Es la misma monserga, eso de levantarse todos los días en la mañana. Muy en la mañana según mis estándares.
Durante casi ocho meses de mi vida -hace un año exactamente- me levantaba las 11 de la mañana. Los días se dividían en desayuno, internet, reflexiones, momentos mínimos dedicados al estudio, convivir con extranjeros-amigos, internet otra vez, lectura, té de manzana con canela 'a la inglesa', jugar squash y beber. Fueron los meses más ebrios de mi vida. Diario me tomaba al menos una cerveza, Carlsberg de preferencia.

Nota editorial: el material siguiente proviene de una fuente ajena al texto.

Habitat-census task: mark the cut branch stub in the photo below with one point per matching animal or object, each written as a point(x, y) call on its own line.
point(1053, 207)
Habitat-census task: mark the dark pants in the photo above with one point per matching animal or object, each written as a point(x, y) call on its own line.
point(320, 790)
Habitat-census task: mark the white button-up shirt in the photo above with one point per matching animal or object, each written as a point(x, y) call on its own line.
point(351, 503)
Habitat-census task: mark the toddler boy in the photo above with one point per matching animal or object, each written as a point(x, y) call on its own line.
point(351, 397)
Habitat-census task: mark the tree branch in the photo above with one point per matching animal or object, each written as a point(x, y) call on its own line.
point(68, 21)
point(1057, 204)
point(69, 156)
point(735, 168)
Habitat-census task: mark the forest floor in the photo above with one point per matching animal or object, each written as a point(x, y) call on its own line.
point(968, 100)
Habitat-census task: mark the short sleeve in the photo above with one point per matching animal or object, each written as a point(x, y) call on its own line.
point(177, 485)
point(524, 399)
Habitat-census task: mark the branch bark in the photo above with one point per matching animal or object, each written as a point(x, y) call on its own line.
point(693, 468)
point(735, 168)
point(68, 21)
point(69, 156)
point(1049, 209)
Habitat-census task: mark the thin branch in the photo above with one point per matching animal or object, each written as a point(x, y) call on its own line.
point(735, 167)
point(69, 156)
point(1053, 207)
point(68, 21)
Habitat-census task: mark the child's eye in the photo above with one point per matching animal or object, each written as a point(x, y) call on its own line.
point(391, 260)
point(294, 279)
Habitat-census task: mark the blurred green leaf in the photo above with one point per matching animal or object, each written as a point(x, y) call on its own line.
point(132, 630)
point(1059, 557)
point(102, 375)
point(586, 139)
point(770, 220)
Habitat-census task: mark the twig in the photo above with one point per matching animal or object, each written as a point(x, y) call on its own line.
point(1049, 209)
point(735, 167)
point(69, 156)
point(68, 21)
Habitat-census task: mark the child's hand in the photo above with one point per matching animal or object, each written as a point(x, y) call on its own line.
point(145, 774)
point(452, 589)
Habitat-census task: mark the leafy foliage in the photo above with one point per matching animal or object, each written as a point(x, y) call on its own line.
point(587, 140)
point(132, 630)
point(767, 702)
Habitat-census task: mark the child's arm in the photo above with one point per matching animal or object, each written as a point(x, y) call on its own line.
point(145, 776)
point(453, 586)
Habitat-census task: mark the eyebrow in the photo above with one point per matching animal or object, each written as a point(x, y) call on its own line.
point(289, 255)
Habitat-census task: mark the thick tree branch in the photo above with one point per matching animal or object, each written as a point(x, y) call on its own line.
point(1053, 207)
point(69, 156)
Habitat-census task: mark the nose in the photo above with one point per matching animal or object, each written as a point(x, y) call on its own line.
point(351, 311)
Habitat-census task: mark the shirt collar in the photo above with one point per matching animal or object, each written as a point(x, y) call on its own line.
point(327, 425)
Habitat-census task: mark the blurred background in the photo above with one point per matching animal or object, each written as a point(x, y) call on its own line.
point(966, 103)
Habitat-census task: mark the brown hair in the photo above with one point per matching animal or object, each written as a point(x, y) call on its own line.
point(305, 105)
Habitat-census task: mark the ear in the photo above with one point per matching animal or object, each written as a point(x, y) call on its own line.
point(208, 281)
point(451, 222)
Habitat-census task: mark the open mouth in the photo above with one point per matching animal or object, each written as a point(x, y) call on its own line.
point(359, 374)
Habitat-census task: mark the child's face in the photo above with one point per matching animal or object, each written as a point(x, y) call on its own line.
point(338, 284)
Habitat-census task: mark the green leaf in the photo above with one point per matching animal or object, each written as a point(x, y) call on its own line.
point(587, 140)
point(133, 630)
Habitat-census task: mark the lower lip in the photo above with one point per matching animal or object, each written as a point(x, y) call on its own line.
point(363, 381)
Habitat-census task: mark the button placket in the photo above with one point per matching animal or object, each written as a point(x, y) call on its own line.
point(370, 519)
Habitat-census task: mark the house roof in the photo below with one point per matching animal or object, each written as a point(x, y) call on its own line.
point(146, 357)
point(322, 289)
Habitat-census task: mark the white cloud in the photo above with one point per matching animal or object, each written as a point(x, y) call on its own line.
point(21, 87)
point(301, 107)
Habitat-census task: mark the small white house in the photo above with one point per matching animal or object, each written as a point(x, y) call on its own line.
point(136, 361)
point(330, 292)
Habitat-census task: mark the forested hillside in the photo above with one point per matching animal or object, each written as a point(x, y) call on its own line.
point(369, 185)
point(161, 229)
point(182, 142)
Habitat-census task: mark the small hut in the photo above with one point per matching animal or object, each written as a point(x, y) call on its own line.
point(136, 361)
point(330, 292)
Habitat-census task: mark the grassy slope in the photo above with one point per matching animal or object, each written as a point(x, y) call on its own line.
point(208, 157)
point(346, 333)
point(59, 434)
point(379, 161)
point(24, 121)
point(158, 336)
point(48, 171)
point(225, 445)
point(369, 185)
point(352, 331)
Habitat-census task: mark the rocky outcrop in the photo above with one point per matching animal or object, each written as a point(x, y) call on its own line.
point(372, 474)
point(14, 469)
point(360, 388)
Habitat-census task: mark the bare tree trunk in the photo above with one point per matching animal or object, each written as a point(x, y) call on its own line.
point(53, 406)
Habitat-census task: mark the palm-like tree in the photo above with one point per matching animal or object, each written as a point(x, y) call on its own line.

Las noches con los amigos de intercambio consistían en pláticas de todo tipo: nuestras aspiraciones, sentimientos, emociones, anhelos y alguna que otra alución contra la nacionalidad de todos los ahí presentes. Me iba a la cama, mi pequeña habitación de 12 metros cuadrados con lavabo personal, a las 2 de la madrugada. Fui muy feliz, no tenía un horario específico, hacía y deshacía lo que quería sin una restricción de tiempo.
No me gusta levantarme temprano. Es una monserga, una desdicha. Empero, la regla social aplicada a la escuela, al trabajo y a casi todo es que hemos de despertar antes de que el sol aparezca. Que no saben que es antipedagógico, antilaboral y de hecho antisocial. Ver la cara de la gente con los ojos hinchados, lagañosos y medio cerrados no es agradable, pero todos invitan a verse, a llegar o pasar lista 'a la primer hora del día'.
Esta mañana me dije a mi mismo: mi mismo sí se puede. El despertador sonó a las 6:15 AM. La porra personal de Bernardo comenzó con ligeros canticos medio desafinados, parecían más bien un susurro y una caricia, un apoyo intrínseco de lo más profundo de mi mismo: '¡sí se puede!, ¡sí se puede!'.
Caminé hacia el baño, abrí la regadera -mentando madres- y pensando en lo incómodo que es no coordinar los movimientos en la mañana. Mientras una oscura nube cubría los ánimos matitunos, que de por si estaban jodidos, la porra alzó un poco más la voz -'¡sí se puede!, ¡sí se puede!'. Me regocijé, tengo apoyo inmediato cada vez lo que necesito. Si me quejo de algo, esa voz me da la razón. Cuando quiero que alguen me apapache la voz se acurruca en mi mente y me habla al odio: te quiero Ber. En fin, esta mañana y desde ya varios días, la monserga viene acompañada por el plus de mi fiel porra. Me siento no tan pesimista por tenerme que despertar temprano.
Estoy preocupado, no se si esta auto-ayuda inconsciente me está haciendo bien o es la antesala al diván del psiquiatra que me diga lo esquizofrénico que soy. Lo que sea, las voces son buena compañía y logran que despierte temprano. Sí se puede.
3 comentarios:
Estimado Ber, dicen por ahí que si oyes una voz interna, es tu conciencia y eso es bueno. pero si oyes muchas voces en tu cabeza, es necesario que hagas una visita al psiquiatra o por lo menos sigue tomando una cerveza diaria para que no molesten.JAJAJAJA, muy bien por tu blog
eso o tener un despertador de motocicleta que te dé lata hasta que te levantes!